Bu sayfada yeralan verilerin tamamı özgün içeriktir. Antrakt Sinema’dan izin almadan tamamı ya da parçası kopyalanamaz, kullanılamaz.

 

Nereye kadar boyun eğebilirsin ki?

Post-apokaliptik bir distopya hikayesi... Güç, otorite, baskı, umut, sevgi, çelişki, başkaldırı ve şiddetin tek bir hikaye içinde bütünleşik bir yorumu... ve Jennifer Lawrence’ın her zamanki sürükleyici oyunculuğu. Ancak günün sonunda, yazması oldukça zor bir film: “Açlık Oyunları: Ateşi Yakalamak”

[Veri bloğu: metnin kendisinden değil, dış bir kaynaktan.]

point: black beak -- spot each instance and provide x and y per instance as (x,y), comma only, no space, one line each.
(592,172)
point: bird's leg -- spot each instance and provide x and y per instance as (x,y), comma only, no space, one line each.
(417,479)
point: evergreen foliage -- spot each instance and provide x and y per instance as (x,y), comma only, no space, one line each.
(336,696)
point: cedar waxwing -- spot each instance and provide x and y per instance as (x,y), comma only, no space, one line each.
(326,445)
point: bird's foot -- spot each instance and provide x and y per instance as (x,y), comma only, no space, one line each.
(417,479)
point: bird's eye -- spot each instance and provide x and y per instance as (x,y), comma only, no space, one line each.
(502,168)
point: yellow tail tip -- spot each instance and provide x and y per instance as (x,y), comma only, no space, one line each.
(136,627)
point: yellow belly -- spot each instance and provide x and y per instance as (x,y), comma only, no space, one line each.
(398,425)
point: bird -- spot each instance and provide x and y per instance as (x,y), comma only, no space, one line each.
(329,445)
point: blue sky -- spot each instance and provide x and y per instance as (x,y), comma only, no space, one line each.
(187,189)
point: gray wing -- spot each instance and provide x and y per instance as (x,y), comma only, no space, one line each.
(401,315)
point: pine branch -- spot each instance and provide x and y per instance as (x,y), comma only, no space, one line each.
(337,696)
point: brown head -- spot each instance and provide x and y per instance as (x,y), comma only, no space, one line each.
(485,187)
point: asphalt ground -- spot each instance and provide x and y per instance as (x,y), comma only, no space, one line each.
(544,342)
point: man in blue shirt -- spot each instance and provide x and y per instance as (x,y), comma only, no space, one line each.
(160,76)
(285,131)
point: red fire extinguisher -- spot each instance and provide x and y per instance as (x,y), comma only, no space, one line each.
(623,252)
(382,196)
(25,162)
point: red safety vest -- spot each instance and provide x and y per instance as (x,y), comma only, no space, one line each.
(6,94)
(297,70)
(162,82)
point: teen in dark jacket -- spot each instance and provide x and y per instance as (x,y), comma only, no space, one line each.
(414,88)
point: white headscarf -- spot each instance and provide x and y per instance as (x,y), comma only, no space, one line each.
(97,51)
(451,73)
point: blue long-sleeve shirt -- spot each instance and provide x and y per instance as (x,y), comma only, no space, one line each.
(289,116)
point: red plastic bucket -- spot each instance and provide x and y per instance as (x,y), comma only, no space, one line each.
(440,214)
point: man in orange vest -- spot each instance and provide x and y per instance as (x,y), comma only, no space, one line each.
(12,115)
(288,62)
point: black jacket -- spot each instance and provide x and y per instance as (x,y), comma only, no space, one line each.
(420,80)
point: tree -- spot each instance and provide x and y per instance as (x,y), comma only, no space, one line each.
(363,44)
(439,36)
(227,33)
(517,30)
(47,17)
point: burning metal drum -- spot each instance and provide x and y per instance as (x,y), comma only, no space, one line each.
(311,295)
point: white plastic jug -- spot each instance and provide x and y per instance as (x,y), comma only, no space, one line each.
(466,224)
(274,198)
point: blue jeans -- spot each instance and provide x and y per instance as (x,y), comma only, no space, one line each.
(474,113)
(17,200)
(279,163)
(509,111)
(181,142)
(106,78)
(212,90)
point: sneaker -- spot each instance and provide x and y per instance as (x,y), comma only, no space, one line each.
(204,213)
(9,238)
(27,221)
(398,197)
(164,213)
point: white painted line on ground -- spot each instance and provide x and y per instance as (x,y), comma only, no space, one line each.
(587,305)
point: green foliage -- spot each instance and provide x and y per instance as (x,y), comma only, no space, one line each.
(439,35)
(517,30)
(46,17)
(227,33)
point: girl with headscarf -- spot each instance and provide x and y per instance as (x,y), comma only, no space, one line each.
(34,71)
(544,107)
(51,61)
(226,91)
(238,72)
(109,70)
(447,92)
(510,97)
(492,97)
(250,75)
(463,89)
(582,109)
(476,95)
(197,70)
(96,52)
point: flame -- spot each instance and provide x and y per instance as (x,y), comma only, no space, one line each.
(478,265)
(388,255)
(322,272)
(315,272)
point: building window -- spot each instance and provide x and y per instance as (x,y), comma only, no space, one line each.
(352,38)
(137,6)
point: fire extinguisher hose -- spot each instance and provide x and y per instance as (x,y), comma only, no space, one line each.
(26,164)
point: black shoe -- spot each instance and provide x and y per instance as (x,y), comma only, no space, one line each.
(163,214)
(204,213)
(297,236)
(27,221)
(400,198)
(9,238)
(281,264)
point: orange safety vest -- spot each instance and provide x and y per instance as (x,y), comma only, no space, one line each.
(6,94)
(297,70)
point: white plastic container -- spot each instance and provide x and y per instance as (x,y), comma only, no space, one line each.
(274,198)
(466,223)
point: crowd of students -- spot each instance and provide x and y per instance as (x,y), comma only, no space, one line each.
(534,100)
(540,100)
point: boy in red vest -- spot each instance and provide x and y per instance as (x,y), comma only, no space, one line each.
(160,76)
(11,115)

          “Film, medeniyetin nerelere evrilebileceğini başarılı bir şekilde resmediyor”

Neden zor sorusunun cevabı ise, hem basit, hem ürkütücü. Çünkü film, başından sonuna kadar, yani yaklaşık iki buçuk saat boyunca, nefes aldırmaksızın seyircilere şu anda içinde yaşadığımız koşulları hatırlatıyor. Düşünmek istemediklerimizi ısrarla, bir kere daha sorgulatıyor. Özgürlüğün ve onun eksikliğinin ne anlama geldiğini ve günün birinde şu üzerinde yaşadığımız dünyanın, içinde yaşadığımız medeniyetin nerelere evrilebileceğini çok açık bir şekilde resmediyor. Ve işte bunu o kadar iyi yapıyor ki, çizdiği bu resimden kaçamıyorsunuz. Sizi içine alıyor, yer yer hatırlatıyor, yer yer korkutuyor, yer yer sinirlendiriyor, yer yer üzüyor. Ama her ne yaparsa yapsın, başarıyla yapıyor.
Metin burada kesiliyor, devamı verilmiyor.